Dem Sicherheitsanbieter F-Secure ist es gelungen, ein riesiges Bot-Netz mit mehr als 2.395.963 Rechnern zu erkunden. Dabei erreichten die Forscher, dass sich für eine bessere Analyse infizierte Rechner auch mit dem eigenen Viren-Labor verbanden.

Ein riesiges Bot-Netz durch den »Downadup«-Wurm mit mehr als 2.395.963 Rechnern hat F-Secure beobachtet. Dabei befinden sich auch mindestens 4392 Rechner in Deutschland. Den Anti-Viren-Forschern ist es hier gelungen, das Verhalten der infizierte Rechner genauer zu untersuchen. Dies ist möglich, weil sich Rechner mit dem Wurm auch mit dem Viren-Labor von F-Secure verbunden haben.
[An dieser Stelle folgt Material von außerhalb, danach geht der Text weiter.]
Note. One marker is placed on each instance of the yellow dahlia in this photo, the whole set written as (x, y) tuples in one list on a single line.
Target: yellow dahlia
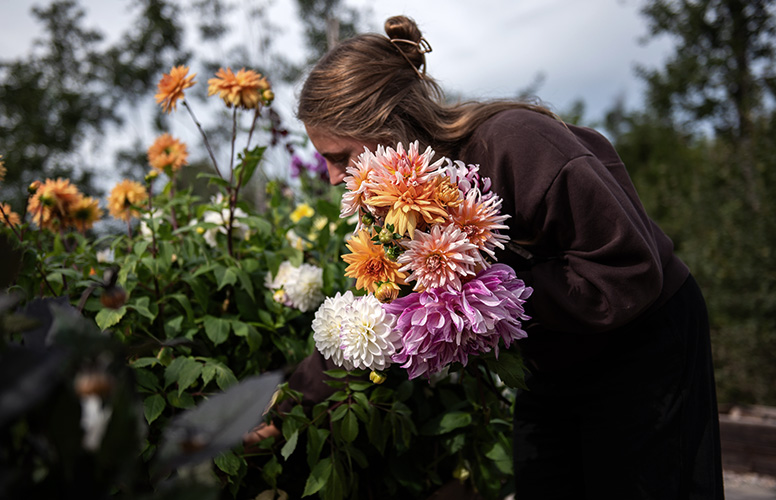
[(8, 216), (50, 206), (85, 212), (171, 87), (167, 151), (369, 264), (245, 89), (123, 197), (301, 211)]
Der Downadup-Wurm kontaktiert eine Web-Site, um sich von dort eine Software herunterladen, die es den Kriminellen erlaubt, den befallenen Rechner fernzusteuern.

Damit die befallenen Systeme das Viren-Labor kontaktieren, haben die Forscher die Cyper-Kriminellen mit eigenen Waffen geschlagen. Der Downadup-Wurm erzeugt nach einem komplizierten Algorithmus-Namen von möglichen Web-Sites, um von dort den Schadcode herunterzuladen. Dies sind Namen wie qimkwaify.ws, mphtfrxs.net oder hcweu.org. Die Kriminellen müssen jeweils nur eine Domain für den nächsten Tag erraten, diese registrieren und den Code bereitstellen.

F-Secure hat nun ebenfalls solche möglichen Web-Sites registriert, mit denen sich dann befallene Rechner verbunden haben. Gleichzeitig ergibt sich so eine Schätzung der Größe des Bot-Netzes, die bei 2.395.963 liegt. Der Anti-Viren-Hersteller geht aber davon aus, dass die tatsächliche Zahl noch größer ist.

Der komplizierte Algorithmus für die Suche nach Web-Sites, um den Schadcode herunterzuladen, macht es fast unmöglich, diese alle auszuschalten. Typischerweise gab es bisher nur eine Handvoll dieser Sites. Diese lassen normalerweise leicht finden und dann deaktivieren.